Künstlernachlässe werden oft als Privatsache angesehen. Dabei sind Kunstwerke Zeugnisse ihrer Zeit und damit Kulturgut von gesellschaftlichem Wert. Im Fall von Helmut Sturm geht es dabei nicht nur um fertige Gemälde. Hinzu kommen tausende Skizzen und kistenweise Inspirationsmaterial: Fotos, Zeitungsausschnitte und Fundstücke. Dazu Briefe und Notizen, die Hinweise auf die Hintergründe einzelner Bilder liefern können. „Das Besondere an einem Künstlernachlass ist für mich, dass er die Werke, die man aus dem Museum kennt, zusammenbringt mit dem Menschen, mit dem Künstler als Persönlichkeit und der Entstehungsgeschichte der Kunstwerke“, sagt Katharina Sturm. „Der Nachlass beinhaltet einfach das Gesamte.“
Privatsache? Kulturgut!
Helmut Sturm selbst hat nie darüber gesprochen, was nach seinem Tod mit seinen Arbeiten geschehen soll. Ihm ging es ums Malen, manchmal signierte er seine Bilder nicht einmal. Nun muss seine Familie sichten, sortieren und dokumentieren – und immer wieder entscheiden, was bewahrt werden muss.

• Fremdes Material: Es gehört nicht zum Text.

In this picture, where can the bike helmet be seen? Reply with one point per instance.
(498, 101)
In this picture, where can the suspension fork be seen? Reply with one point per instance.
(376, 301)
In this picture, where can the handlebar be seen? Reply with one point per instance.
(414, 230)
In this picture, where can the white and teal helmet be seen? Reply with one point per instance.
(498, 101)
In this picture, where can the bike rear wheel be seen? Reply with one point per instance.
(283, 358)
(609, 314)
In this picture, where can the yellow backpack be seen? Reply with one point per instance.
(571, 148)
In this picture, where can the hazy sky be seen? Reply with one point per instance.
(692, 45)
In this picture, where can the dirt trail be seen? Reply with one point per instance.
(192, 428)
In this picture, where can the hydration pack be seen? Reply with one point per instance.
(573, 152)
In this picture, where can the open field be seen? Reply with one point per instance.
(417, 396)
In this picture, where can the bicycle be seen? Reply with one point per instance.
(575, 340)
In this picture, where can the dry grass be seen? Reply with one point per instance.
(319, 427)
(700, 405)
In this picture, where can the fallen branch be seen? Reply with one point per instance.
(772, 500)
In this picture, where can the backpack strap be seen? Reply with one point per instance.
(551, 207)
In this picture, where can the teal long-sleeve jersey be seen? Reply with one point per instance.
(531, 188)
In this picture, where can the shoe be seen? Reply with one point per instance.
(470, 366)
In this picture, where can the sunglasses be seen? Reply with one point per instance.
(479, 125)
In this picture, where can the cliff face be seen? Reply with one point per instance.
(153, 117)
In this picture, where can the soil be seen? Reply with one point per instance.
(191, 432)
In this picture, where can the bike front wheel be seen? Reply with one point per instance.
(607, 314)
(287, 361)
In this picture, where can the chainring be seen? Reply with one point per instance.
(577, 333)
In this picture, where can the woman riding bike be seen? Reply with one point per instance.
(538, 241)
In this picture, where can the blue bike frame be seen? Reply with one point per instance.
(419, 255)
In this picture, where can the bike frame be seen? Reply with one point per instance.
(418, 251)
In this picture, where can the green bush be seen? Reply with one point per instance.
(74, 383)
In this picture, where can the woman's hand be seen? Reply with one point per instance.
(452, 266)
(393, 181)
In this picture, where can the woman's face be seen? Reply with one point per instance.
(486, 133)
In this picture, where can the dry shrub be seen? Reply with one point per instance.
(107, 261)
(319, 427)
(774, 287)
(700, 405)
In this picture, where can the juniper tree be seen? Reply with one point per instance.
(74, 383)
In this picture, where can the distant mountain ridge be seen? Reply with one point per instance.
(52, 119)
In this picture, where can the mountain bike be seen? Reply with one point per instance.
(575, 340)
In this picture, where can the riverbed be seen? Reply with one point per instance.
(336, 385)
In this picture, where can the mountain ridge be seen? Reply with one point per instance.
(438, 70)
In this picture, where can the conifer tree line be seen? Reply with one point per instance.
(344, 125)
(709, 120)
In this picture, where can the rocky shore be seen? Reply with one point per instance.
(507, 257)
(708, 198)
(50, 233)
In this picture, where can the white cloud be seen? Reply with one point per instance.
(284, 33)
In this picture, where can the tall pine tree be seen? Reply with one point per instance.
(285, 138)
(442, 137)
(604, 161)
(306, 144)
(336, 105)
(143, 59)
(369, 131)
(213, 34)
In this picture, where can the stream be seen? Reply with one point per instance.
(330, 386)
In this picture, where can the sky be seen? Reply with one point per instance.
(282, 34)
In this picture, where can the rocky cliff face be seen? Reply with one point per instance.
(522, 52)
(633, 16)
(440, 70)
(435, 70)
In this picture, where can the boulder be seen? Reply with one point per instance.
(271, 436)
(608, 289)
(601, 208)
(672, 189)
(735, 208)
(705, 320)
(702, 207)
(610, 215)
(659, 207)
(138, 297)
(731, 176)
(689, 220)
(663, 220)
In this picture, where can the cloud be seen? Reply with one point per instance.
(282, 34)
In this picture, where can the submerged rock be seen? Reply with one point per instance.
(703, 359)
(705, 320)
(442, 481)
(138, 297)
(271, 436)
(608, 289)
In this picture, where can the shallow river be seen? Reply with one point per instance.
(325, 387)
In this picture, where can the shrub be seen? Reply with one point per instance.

Im Fall von Sturm ist diese Arbeit besonders aufwändig, weil der Künstler sein Atelier in einer ganz eigenen „Ordnung“ hinterlassen hat: Außenstehende würden von „kreativem Chaos“ sprechen. „Für meinen Vater war das die Ordnung, die er gebraucht hat, oder auch die Inspiration, die er gebraucht hat, wenn er im Dialog mit seinen Bildern gearbeitet hat“, sagt Katharina Sturm. „Für jemanden, der sich später mit dem Nachlass beschäftigen muss, ist das natürlich eine ganz schöne Herausforderung.“
Kreatives Chaos mit Überraschungen
Immer wieder stößt sie beim Sichten auf Überraschungen: Einmal hat sie eine bedeutende Zeichnung zwischen verstaubten Papierstapeln im Keller gefunden, ein anderes Mal ein Skizzenbuch: „Da hat mein Vater mit der Hand auf das Etikett geschrieben: ‚Schlamperei – in unseren Zeiten oft die letzte Zuflucht der Menschlichkeit.‘ Als ich das gesehen habe, musste ich laut loslachen“, erinnert sie sich. „Das passt einfach so gut, wie ich hier mitten in diesem ganzen Chaos sitze und versuche Ordnung zu schaffen und dann sehe ich das.“
Sie wünscht sich, dass das Werk ihres Vaters eines Tages dauerhaft öffentlich zugänglich wird – fehlt nur noch ein Sponsor! Bis dahin sucht sie Kunsthistorikerinnen und Kunsthistoriker, die sich wissenschaftlich mit dem Werk ihres Vaters beschäftigen wollen. Denn Helmut Sturms Nachlass ist ein Schatz, der noch gehoben werden muss.